If you’ve read our sections on liability and medpay, you know that you can recover from both of these insurance sources for injuries sustained as a result of someone else’s negligence. But you can also collect from your own health insurance company in addition to the liability and mepday benefits.

Here is how it works:

  • You are in an accident as a result of someone else’s fault. You have three sources of potential insurance coverage to help pay your medical expenses:
    • The at fault driver’s liability insurance
    • Medpay benefits on your own automobile policy
    • Health insurance benefits
  • You should first have your health insurance immediately pay on medical expenses as they are incurred. You then submit the same exact medical expenses to medpay which will pay up to the amount of the medpay policy limits. You then submit your same exact medical expenses to the liability insurance company for payment. Sounds like you are getting triple recovery, right? Well, in a way you are. North Carolina has a law called the “collateral source rule” that says that liability insurance companies cannot take into account insurance payments made from a collateral source when paying for the value of your claim. In essence, the liability insurance company is not allowed to consider that you received both health insurance and medpay benefits. How does this practically work:
    • Let’s say you have incurred $10,000 in medical expenses. You have health insurance through Blue Cross/ Blue Shield and you have medpay benefits for $2,000 from your own automobile insurance.
      • You first submit your medical expenses to your health insurance. Let’s say you have a deductible that has already been met so your health insurance pays 100% of your bills and you have a zero balance that needs to be paid.
      • Even though all of your bills have been paid with health insurance, you can still submit your $10,000 in expenses to your medpay policy. Now, with only a $2000 limit you only will get paid $2000 but now, that money can go in your pocket because your medical bills are already paid with health insurance.
      • Now it is time for you to settle your case with the liability insurance company. You will submit the full $10,000 in expenses to the liability insurance company, even though your bills have been paid. The liability insurance company cannot consider you had health insurance and medpay available.
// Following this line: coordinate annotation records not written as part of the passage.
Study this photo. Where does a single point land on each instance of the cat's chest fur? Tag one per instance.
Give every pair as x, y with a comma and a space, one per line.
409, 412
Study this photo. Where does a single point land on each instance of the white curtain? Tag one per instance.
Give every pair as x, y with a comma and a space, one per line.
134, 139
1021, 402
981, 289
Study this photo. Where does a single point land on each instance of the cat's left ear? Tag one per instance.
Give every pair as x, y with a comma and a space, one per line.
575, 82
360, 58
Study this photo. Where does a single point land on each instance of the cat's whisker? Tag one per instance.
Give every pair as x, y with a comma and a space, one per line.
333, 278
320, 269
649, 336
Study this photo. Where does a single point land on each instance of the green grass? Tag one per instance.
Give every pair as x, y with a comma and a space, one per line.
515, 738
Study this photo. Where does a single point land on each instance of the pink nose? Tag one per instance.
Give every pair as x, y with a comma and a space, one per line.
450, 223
There is another very good reason to let your health insurance company pay your bills as they are incurred. It keeps the doctors and hospitals happy. Personal injury claims can often take months, sometimes years to settle. Doctors and hospitals do not like waiting that long to get paid from your accident claim. By using your health insurance, you will prevent harassing collection phone calls which is a stressor no one needs.

What is Subrogation?

Subrogation in its technical form is an insurer’s right to collect against a third party for reimbursement of benefits it has paid on behalf of its insured. In simpler terms, it is an insurance company’s right to get paid back. In the context of health insurance, your health insurance company may have a right to subrogation against your personal injury claim (right to be paid back) for benefits that they pay out on your medical expenses. This is something that we verify before we settle your case. Often we will work with your health insurance carrier to negotiate a lesser amount to be paid back equaling more money in your pocket.